秒読みのNGPとますます遠のくPlayStation 4



●ゲームのDNAを守るためのフォームファクタ
平井一夫氏

 SCE(ソニー・コンピュータエンタテインメント)の次期ポータブルゲーム機「NGP(Next Generation Portable)」(コードネーム)は、従来のPSPのフォームファクタを拡張したようなスーパーオーバル(長円)デザインを選んだ。フォームファクタの選択からは、SCEがNGPをゲーム中心のマシンと位置づけたメッセージが感じられる。

 平井一夫氏(ソニー・コンピュータエンタテインメント 代表取締役社長兼グループCEO)は、NGP発表後に行なわれたラウンドテーブルで、フォームファクタについて次のように説明した。

 「色々なフォームファクタを検討し、その中には、まさしく『PSP go』のようなスライドする形もありました。実際にモックアップを作って、フォームファクタの中でボタン配置はどうだろう、使いやすさはどうだろう、といったことを、商品企画レベルで検討しました。SCEワールドワイドスタジオの吉田修平(プレジデント, SCEワールドワイド・スタジオ)の部隊とも議論してさまざまなデザインをトライしてもらいました。

 例えば、(プレイする時の)持ちやすさや、遊びやすさ、長時間プレイに耐えるか、あとは重心がどこにあるか、といった要素を検討しました。その結果、今回発表したスーパーオーバルが、一番バランスがよくゲームプレイに適したフォームファクタだという結論に至りました。また、スクリーンサイズも、最終的なフォームファクタを結論づける、1つの要因でした」。

 このように、ゲームプレイを中心に考えた結果、スーパーオーバル型のフォームファクタに帰着したという。

 NGPについては、当初は「PSP go」のようなデザインのプランが持ち上がっていた。ソニーエリクソンが2月13日に発表する「Xperia Play(PS Phone)」の兄貴分のようなデザインが考えられていたと言われる。しかし、SCEは一転して、従来PSP型のキャンディバースタイル(オーバル)を選んだ。その最大の理由は、ゲームプレイのし易さを重視したためだったようだ。

 「NGPは、さまざまなことができますが、やはり主眼を置いているのはゲームです。SCEのDNAですから、ゲーム機として、一番魅力を発揮出来るデバイスでなければならない。それを捉えた上で、違う楽しみ方を提供していこうという考え方です。

 PSPでも、まずゲーム機として評価いただけなければ、と考えていました。ゲーム以外のことで盛り上がっても、うちはSCEだから、それではだめです。今回も、全く同じ考えで、まずゲーム機として評価いただけるようなデザイン、フォームファクタをしっかり押さえて、その上でゲームを楽しんでいただいて、次に他のサービス・コンテンツを楽しんでいただくという考えでデザインしました」。

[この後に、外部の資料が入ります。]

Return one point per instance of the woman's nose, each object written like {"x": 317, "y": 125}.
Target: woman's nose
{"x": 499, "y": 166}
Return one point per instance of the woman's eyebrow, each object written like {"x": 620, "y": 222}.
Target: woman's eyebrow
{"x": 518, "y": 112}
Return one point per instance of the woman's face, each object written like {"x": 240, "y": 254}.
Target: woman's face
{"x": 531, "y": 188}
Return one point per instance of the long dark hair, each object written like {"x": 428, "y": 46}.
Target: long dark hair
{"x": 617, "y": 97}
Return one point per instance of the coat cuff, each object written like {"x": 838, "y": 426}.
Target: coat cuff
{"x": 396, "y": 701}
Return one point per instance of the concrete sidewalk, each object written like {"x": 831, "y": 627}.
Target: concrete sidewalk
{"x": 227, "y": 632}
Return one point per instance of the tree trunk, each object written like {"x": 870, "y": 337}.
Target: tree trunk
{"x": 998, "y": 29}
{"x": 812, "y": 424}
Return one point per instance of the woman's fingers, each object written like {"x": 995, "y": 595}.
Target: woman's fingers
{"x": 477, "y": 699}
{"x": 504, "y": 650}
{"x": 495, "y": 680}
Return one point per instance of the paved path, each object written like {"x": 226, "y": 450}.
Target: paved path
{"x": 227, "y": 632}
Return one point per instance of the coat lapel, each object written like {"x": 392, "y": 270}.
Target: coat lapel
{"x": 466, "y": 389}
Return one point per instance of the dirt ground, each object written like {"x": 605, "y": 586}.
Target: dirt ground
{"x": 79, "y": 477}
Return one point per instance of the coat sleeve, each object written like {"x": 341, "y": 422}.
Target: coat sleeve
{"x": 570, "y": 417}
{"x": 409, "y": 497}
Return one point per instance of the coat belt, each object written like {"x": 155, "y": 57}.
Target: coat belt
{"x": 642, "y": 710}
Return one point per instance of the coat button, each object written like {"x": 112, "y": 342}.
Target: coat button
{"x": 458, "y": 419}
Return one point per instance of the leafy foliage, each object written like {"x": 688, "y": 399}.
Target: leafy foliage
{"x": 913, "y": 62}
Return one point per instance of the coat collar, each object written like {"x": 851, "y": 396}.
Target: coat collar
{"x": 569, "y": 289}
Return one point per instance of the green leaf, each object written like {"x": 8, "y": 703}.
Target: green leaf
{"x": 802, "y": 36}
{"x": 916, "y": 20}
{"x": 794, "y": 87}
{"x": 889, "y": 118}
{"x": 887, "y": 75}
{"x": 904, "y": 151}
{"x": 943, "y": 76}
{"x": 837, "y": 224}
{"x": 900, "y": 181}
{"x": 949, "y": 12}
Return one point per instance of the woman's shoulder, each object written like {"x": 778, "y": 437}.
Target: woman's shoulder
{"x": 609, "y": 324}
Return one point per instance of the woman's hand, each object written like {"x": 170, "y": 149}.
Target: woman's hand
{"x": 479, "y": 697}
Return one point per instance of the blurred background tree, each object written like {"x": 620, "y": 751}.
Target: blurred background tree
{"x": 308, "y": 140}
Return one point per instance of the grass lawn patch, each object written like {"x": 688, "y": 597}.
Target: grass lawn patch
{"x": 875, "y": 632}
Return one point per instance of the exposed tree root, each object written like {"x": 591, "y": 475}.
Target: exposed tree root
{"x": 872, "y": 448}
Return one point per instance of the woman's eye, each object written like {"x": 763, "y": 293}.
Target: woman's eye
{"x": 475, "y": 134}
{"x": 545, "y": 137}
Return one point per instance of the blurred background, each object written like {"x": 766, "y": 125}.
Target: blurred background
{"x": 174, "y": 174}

 初めにゲームありき。これが、最終的な結論としてのNGPのコンセプトだ。今回、SCEはチップ設計レベルでは、ゲームに特化したIP開発を行なわなかった(行なえなかった)。しかし、フォームファクタレベルでは、ゲームにフォーカスしたことを平井氏は強調する。実際、SCEは「PlayStation Meeting 2011」でも、NGPのエンターテイメントに直結しない機能にはほとんど触れず、ゲーム機としての機能の紹介に終始した。NGPは、そのコンセプトに紆余曲折があったが、現在はNGP=ゲームという路線に帰着していることがわかる。


●入力の選択肢を多くすることでゲームプレイを多彩に

 NGPはセンサー類については、3軸のジャイロと3軸の加速度センサー、3軸コンパス、GPSを搭載する。さらに、タッチスクリーンだけでなく、筐体の背面にマルチタッチパッドを備え、カメラを前面と背面にそれぞれ1個ずつ持ち、マイクを内蔵する。その上で、PSPでは使いにくかったパッド型のアナログスティックを、本格的なマイクロアナログスティックにして、片側だけでなく両側に備えた。入力系は、スマートフォン的な系統とゲーム機的な系統の両方を網羅した構成となっている。そのコンセプトを平井氏は次のように説明する。

 「NGPは、ボタンも2面タッチパネルも、センサーもあり、入力系が豊富です。しかし、それで、操作が複雑になることはないと思います。1つのゲームで全部使ってくださいと言っているわけではありません。満艦飾に全部使ってくださいというのでは、単なる技術デモになってしまいます(笑)。

 例えば、クリエイターの中に、『俺のゲームでは物理的ボタンは一切使わない、タッチスクリーンも使わない、(筐体を)動かすだけで操作するんだという』と言う方がいれば、そういうゲームを作ることもできます。逆に、徹底的にフィジカルなボタンを使って、今までのゲームプレイの形を、究極まで追求するんだ、というゲームもできます。タッチスクリーンだけというクリエイターもいらっしゃると思う。その皆さんの要求にどう応えるかが大事です。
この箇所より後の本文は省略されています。